There are so many variations in directory setups between any two developers that common sense will have to be applied to get the batch file functioning correctly. What’s in it is straightforward and should not pose any problems.
This article has been aimed at guiding you through the process of creating an all-assembly .DLL module for the extreme situations that might warrant it. Beyond what’s been covered here, the rest of what’s involved is simply creating your functions as you normally would in ASM.
Using ASM in high-demand situations can potentially save thousands and thousands of cumulative man-hours for a team of developers over being restricted to inline assembly or intrinsics – depending, of course, on the specific situation. For example, in today’s world, it’s considered normal for compiles that inherently require seconds to complete to take hours. Creating ASM-coded .DLL modules opens up the power of the entire language. If you have Visual Studio, you can use ml64.exe and the C++ linker; if you use another language you can use its linker and any number of alternative assemblers available online. Of course, if you use another assembler besides Microsoft’s, you’ll have to adjust the code and data snippets shown here for the particulars of that assembler.

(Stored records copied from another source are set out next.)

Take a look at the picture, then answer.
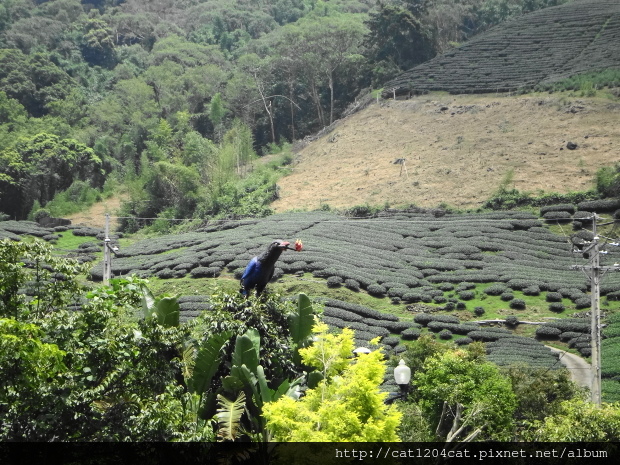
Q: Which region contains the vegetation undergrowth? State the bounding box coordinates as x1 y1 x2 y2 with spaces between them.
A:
530 68 620 96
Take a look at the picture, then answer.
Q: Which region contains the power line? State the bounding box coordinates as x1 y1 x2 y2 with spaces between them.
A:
106 215 558 225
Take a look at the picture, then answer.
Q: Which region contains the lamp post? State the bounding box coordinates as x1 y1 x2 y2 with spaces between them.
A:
353 347 371 356
394 359 411 399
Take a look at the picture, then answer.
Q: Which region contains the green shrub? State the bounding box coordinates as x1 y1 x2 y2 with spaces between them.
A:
439 329 453 340
523 285 541 296
456 282 476 291
33 209 51 222
505 316 519 327
401 327 421 340
543 211 572 222
438 282 455 291
382 336 400 347
474 306 485 316
575 297 591 309
573 211 594 223
500 292 514 302
540 204 576 215
327 276 343 288
577 199 620 212
536 326 562 338
459 290 475 300
549 302 565 313
367 284 386 296
509 299 526 310
484 284 507 296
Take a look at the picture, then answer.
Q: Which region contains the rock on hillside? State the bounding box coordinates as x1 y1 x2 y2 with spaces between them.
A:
383 0 620 96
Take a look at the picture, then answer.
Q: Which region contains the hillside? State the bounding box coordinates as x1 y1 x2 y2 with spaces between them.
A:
271 93 620 212
382 0 620 96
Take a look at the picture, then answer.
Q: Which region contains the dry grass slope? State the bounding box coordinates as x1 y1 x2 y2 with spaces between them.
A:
272 94 620 212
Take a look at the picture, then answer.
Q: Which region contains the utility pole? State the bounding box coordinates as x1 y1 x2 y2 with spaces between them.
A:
103 213 111 285
571 215 620 406
102 214 119 285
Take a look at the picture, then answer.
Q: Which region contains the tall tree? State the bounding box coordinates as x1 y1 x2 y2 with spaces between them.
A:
0 133 102 219
364 0 435 84
297 14 367 126
237 53 277 143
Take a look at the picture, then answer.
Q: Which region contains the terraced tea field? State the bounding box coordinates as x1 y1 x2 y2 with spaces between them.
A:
383 0 620 96
4 208 620 398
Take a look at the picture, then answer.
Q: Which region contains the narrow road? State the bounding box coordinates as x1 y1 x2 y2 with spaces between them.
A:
547 346 592 389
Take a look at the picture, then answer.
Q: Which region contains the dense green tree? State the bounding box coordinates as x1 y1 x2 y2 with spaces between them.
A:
0 133 102 219
0 239 213 441
0 49 74 117
0 91 28 148
501 364 583 427
413 346 517 441
524 399 620 441
298 14 367 126
364 1 435 84
596 164 620 198
3 16 66 53
80 17 117 68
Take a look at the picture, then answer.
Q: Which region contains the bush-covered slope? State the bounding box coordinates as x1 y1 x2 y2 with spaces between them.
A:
383 0 620 96
88 210 620 301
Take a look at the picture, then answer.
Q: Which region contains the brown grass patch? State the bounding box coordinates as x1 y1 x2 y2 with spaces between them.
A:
272 93 620 212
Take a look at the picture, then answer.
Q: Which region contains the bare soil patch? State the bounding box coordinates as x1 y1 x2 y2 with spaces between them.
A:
65 195 125 230
272 94 620 212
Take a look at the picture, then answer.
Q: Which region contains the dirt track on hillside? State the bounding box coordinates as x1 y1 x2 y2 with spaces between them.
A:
65 195 124 229
272 94 620 212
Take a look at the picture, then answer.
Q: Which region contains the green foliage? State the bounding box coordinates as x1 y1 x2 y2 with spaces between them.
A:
263 321 401 441
364 1 435 84
0 133 102 219
525 399 620 441
0 238 87 319
596 164 620 198
42 180 109 217
0 239 221 441
502 364 581 436
483 187 598 210
414 348 517 441
0 49 74 117
288 293 315 365
216 391 246 441
140 284 180 328
0 318 67 440
535 68 620 94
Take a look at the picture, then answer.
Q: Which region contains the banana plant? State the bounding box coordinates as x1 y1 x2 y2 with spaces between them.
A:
220 328 304 441
139 283 180 328
216 391 246 441
288 293 315 366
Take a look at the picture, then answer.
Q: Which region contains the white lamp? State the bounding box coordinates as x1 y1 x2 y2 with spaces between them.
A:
353 347 371 356
394 359 411 386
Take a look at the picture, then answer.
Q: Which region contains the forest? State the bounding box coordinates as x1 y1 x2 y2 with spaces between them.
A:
0 0 569 224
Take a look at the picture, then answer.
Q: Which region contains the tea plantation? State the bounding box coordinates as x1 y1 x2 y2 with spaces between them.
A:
3 209 620 395
383 0 620 96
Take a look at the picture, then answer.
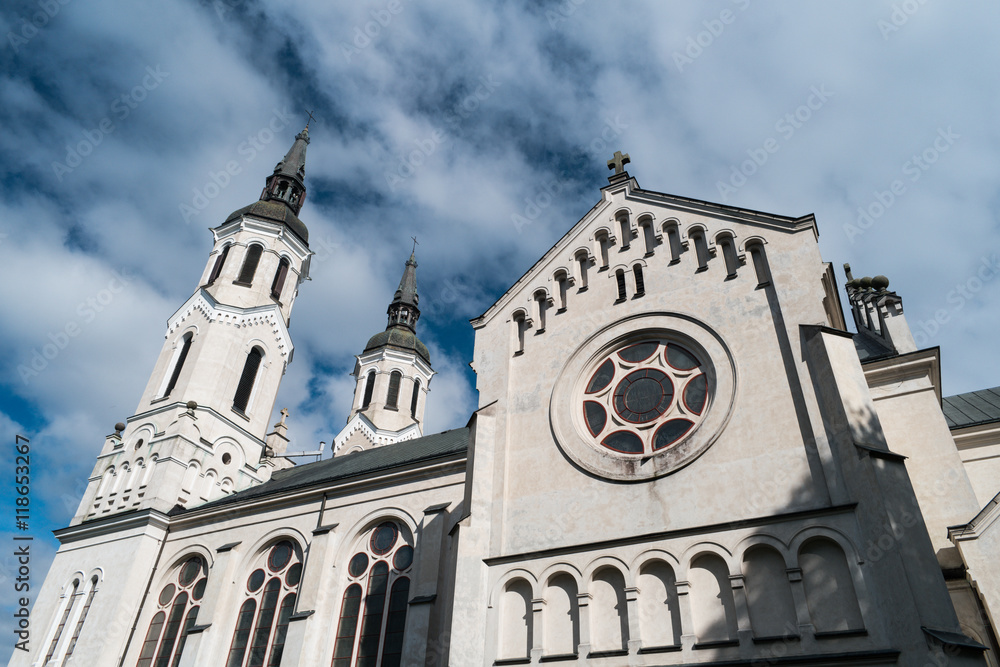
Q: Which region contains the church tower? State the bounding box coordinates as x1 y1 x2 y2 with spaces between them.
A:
333 250 435 454
72 125 314 523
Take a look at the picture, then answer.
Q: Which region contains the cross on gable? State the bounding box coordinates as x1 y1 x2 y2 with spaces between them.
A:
607 150 631 175
279 407 289 425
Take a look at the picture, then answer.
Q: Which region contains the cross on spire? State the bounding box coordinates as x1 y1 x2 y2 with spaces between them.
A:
411 236 419 253
607 150 631 175
279 407 289 425
304 109 317 128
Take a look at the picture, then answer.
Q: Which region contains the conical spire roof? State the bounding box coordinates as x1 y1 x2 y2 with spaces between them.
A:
363 250 429 363
392 251 419 309
272 124 309 183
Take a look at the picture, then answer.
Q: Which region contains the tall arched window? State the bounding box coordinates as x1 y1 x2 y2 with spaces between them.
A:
691 230 710 271
533 291 548 332
665 223 682 263
236 245 264 286
615 269 627 301
207 244 232 286
512 311 527 355
362 371 376 409
270 258 290 300
575 252 590 290
799 538 863 633
689 554 737 643
163 333 193 398
618 217 631 249
554 270 569 311
333 521 414 667
632 264 645 296
639 217 656 255
226 541 302 667
64 574 99 661
233 347 264 414
410 379 421 418
43 578 80 664
718 234 739 278
137 556 207 667
748 243 771 287
386 371 402 409
596 232 611 269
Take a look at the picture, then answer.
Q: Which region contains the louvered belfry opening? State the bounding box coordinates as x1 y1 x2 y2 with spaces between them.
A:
362 371 376 409
237 245 263 285
207 244 231 286
410 379 421 418
386 371 402 409
164 333 193 397
233 347 263 413
633 264 645 295
271 258 290 299
616 269 627 300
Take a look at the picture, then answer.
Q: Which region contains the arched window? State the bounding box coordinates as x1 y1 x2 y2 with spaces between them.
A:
554 270 569 311
512 311 527 355
226 540 302 667
333 521 414 667
543 574 579 657
386 371 402 409
615 269 627 301
233 347 264 414
43 578 80 664
596 232 611 269
743 546 797 639
618 217 631 249
361 371 376 409
590 567 628 652
718 234 739 278
498 579 532 660
236 245 264 286
638 561 681 648
163 333 193 398
533 291 548 333
64 575 99 660
270 258 290 300
748 243 771 286
137 556 207 667
575 252 590 290
690 230 710 271
207 244 231 286
665 223 682 263
410 379 421 418
639 217 656 255
689 554 737 644
799 538 863 633
633 264 645 296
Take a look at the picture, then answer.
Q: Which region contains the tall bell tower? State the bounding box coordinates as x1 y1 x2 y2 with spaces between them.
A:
333 250 436 454
73 125 314 523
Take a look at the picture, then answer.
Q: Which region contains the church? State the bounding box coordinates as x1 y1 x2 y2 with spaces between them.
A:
15 125 1000 667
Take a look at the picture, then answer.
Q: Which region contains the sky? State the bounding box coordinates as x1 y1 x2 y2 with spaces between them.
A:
1 0 999 660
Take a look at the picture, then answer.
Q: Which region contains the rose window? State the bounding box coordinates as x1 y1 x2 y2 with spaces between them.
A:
582 340 710 455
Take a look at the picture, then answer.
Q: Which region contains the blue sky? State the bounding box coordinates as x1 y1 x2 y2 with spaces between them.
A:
2 1 1000 660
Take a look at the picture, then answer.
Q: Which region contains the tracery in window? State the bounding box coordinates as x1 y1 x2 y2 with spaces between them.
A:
581 340 711 455
333 521 414 667
137 556 207 667
226 541 301 667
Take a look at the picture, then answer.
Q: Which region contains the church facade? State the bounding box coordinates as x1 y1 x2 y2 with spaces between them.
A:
15 131 999 667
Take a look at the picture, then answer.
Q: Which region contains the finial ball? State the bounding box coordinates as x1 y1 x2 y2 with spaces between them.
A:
114 422 126 433
186 400 198 410
872 275 890 290
859 276 873 289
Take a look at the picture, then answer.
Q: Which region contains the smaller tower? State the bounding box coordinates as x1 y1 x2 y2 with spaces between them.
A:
333 251 435 454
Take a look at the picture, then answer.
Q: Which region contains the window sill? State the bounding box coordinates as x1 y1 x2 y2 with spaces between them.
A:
587 649 628 658
598 266 609 273
232 280 252 287
513 350 524 357
637 645 681 654
385 406 398 412
613 297 627 305
539 653 578 662
693 639 739 650
815 628 867 640
631 292 645 299
150 395 171 405
644 251 655 258
494 659 531 666
577 286 588 293
753 634 800 644
230 407 251 422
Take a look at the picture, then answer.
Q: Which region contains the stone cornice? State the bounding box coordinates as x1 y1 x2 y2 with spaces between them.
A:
212 215 312 262
165 288 292 360
333 412 422 453
951 421 1000 451
55 508 171 544
862 347 941 403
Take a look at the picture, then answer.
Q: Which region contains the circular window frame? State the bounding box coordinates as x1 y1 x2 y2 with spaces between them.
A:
550 312 737 482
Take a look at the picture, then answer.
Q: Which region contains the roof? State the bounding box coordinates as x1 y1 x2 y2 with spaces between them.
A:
364 327 431 364
853 333 896 362
942 386 1000 429
183 427 469 513
224 199 309 244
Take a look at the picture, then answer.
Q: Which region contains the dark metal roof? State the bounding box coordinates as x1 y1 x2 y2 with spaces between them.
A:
364 327 431 364
942 386 1000 429
223 199 309 244
181 427 469 513
853 333 896 362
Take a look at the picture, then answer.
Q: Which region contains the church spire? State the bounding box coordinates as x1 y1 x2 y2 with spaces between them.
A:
387 250 420 332
260 123 310 216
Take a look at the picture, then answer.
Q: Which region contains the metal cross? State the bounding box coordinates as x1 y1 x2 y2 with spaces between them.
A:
607 150 631 175
411 236 419 252
304 109 317 128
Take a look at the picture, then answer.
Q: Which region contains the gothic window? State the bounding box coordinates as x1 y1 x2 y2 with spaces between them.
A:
410 379 420 418
137 556 207 667
226 541 302 667
554 270 569 311
575 251 590 289
207 244 231 285
615 269 627 301
43 578 80 665
237 245 264 286
386 371 401 409
633 264 645 296
332 521 414 667
233 347 264 414
271 258 290 300
362 371 376 409
582 340 709 455
163 333 193 398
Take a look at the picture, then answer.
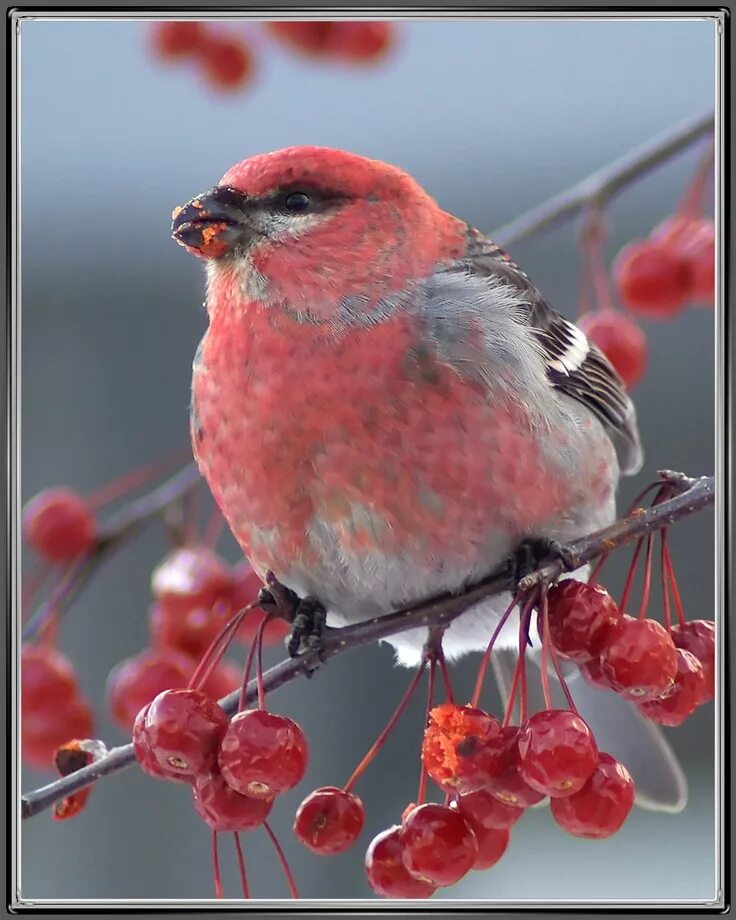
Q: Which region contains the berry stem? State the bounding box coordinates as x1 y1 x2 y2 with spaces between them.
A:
537 586 554 710
677 140 715 221
619 537 644 613
470 592 519 709
416 656 436 807
85 448 191 511
343 663 426 794
587 550 610 586
211 830 223 899
502 592 536 726
636 535 654 620
237 621 260 712
547 634 579 713
188 603 255 693
263 821 299 899
232 833 250 899
437 646 455 705
580 205 615 313
660 531 673 631
662 536 687 627
203 506 226 550
255 613 273 710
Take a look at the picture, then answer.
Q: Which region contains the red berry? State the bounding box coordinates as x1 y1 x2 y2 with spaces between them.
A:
546 580 621 662
517 709 598 798
149 601 228 659
671 619 715 702
400 803 478 887
578 657 614 691
637 648 707 726
456 787 524 830
139 688 228 778
151 545 234 620
485 726 547 808
200 658 242 702
266 21 338 56
577 310 647 390
467 823 510 870
653 216 715 304
331 22 394 62
293 786 365 855
23 488 96 563
132 704 177 781
150 21 207 59
21 645 78 714
106 648 193 731
613 239 689 317
22 696 94 771
364 826 437 899
421 702 504 793
198 35 255 91
193 770 273 831
218 709 309 798
599 615 678 701
550 752 635 838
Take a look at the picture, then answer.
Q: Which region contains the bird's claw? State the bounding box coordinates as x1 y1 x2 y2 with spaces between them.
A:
505 537 575 592
287 596 328 665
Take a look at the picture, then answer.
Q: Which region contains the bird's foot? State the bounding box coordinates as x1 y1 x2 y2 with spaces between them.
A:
505 537 575 593
256 573 328 671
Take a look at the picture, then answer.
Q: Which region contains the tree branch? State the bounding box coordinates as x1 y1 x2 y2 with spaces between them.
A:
22 463 201 643
21 472 714 821
491 110 714 248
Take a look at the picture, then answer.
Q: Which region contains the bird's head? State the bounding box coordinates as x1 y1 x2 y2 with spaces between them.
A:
172 146 466 320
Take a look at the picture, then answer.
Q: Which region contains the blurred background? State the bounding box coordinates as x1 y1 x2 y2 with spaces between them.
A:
19 17 717 903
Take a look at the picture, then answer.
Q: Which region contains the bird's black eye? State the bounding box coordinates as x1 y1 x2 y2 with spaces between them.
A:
283 191 311 212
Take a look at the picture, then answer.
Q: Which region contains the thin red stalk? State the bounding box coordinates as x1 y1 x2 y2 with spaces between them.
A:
662 537 687 626
660 531 673 631
502 593 536 727
636 535 654 620
677 141 715 220
470 593 518 708
538 587 553 710
212 830 223 899
204 507 226 550
343 664 426 794
581 209 615 313
438 650 455 705
587 549 610 586
238 627 260 713
255 613 273 710
21 565 51 616
548 637 578 713
85 449 191 511
416 658 436 807
502 652 523 728
233 833 250 899
188 603 255 692
263 821 299 899
619 537 644 613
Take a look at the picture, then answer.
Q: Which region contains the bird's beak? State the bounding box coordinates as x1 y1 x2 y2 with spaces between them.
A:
171 185 249 259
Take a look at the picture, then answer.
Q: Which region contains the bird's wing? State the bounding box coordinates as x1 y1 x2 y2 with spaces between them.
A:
455 226 643 476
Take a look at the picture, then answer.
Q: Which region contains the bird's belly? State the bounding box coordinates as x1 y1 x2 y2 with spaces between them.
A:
191 314 613 617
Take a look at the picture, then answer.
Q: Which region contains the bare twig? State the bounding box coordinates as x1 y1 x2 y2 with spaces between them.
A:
21 472 714 821
492 110 714 248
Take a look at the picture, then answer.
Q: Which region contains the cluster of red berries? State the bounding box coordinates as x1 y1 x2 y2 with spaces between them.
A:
22 487 97 565
266 21 395 63
21 643 94 771
576 152 714 391
548 580 714 726
149 20 396 93
150 22 255 91
106 545 288 732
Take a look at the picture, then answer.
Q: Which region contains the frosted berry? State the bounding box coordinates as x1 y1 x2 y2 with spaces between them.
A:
151 545 234 620
613 239 689 317
577 310 647 390
218 709 309 798
456 787 524 830
467 823 510 870
421 703 504 793
199 35 255 91
578 657 614 691
550 752 635 838
637 648 707 726
671 619 715 702
132 704 178 781
150 21 206 58
517 709 598 798
485 726 546 808
140 689 228 778
23 488 96 563
546 580 621 662
600 615 678 701
21 645 78 714
653 216 715 304
22 696 94 771
106 648 193 731
293 786 365 855
400 803 478 887
193 770 273 831
365 826 437 899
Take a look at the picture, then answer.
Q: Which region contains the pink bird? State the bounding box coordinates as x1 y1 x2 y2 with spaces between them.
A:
172 145 685 812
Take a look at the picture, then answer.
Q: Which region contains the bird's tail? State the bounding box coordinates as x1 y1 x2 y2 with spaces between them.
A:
491 649 687 812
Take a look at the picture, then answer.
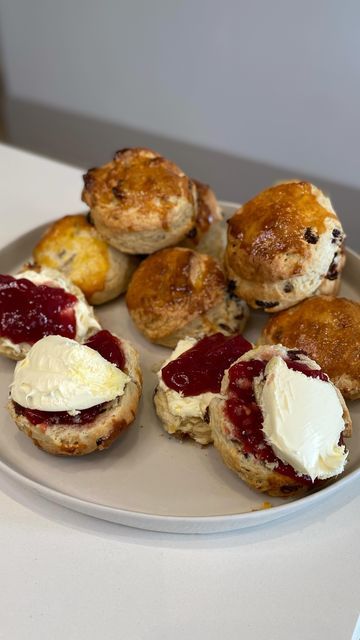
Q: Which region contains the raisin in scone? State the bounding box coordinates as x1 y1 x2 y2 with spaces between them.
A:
210 344 351 498
126 247 248 348
0 266 100 360
154 333 251 444
8 330 142 455
260 296 360 399
82 147 197 254
225 181 345 312
33 213 139 304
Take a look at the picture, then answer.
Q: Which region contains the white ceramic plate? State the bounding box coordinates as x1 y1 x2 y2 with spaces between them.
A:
0 202 359 534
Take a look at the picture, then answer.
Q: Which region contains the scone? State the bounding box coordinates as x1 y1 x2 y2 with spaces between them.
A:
210 344 351 498
126 247 249 348
182 180 226 262
33 213 139 304
154 333 252 444
8 330 142 455
225 181 345 312
0 266 100 360
82 147 197 254
260 296 360 399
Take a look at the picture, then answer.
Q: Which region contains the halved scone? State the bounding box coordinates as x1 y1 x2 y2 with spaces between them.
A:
154 333 252 444
8 330 142 455
0 266 100 360
210 344 351 497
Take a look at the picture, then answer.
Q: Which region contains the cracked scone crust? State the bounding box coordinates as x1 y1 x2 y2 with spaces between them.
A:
126 247 248 347
260 296 360 400
7 337 142 456
33 214 139 304
225 181 345 312
209 344 351 498
82 147 197 254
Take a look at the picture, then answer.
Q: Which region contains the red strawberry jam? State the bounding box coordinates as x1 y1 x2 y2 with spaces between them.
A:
0 274 77 344
86 329 125 370
14 330 126 426
225 352 328 486
161 333 252 396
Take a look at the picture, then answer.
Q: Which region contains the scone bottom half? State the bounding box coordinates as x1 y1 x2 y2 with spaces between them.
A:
209 344 351 498
154 333 252 445
225 181 345 313
8 330 142 456
125 247 249 348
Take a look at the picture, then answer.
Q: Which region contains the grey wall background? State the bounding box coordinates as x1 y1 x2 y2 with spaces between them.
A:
0 0 360 188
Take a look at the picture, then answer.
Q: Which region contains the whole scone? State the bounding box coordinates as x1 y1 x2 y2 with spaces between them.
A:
260 296 360 400
0 266 100 360
225 181 345 312
182 180 226 262
8 330 142 456
126 247 248 348
210 344 351 498
33 214 139 304
82 147 197 254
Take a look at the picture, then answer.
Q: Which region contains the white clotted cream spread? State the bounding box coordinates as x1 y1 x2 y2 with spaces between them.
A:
11 335 130 412
254 356 347 481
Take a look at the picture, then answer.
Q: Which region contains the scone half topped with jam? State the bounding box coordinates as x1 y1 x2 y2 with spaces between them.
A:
0 266 100 360
210 344 351 497
82 147 197 254
154 333 252 444
8 329 142 455
126 247 249 348
225 181 345 312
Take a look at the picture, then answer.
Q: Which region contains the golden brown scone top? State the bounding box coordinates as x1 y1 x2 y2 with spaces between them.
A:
33 214 109 299
261 296 360 394
82 147 195 233
126 247 226 340
227 182 340 282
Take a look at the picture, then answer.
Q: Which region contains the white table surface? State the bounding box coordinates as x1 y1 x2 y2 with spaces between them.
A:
0 143 359 640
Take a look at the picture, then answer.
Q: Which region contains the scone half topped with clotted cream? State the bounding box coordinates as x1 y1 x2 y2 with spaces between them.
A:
210 344 351 497
154 333 252 444
225 181 345 312
0 266 100 360
8 329 142 455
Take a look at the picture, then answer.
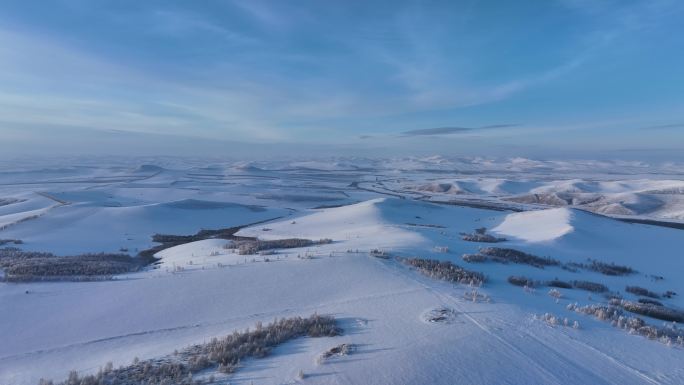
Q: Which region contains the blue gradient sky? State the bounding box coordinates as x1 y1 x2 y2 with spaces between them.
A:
0 0 682 159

Creating just one .DLL project using the direction in this article should be all that’s needed to make any developer comfortable with the process, illustrating how relatively simple the task really is.
There are situations in the real world that demand special handling. Being properly armed with the capability to apply ASM to a given task when it’s called for can translate to enormous time savings for many developers and end users over time. Assessing the situation realistically, windows is so bogged down with machine-specific dependencies, OS dependencies, and dependencies on dependencies, with ten gazillion versions of all the above on any given day, nothing about adding an assembly language .DLL to your project should be out of line.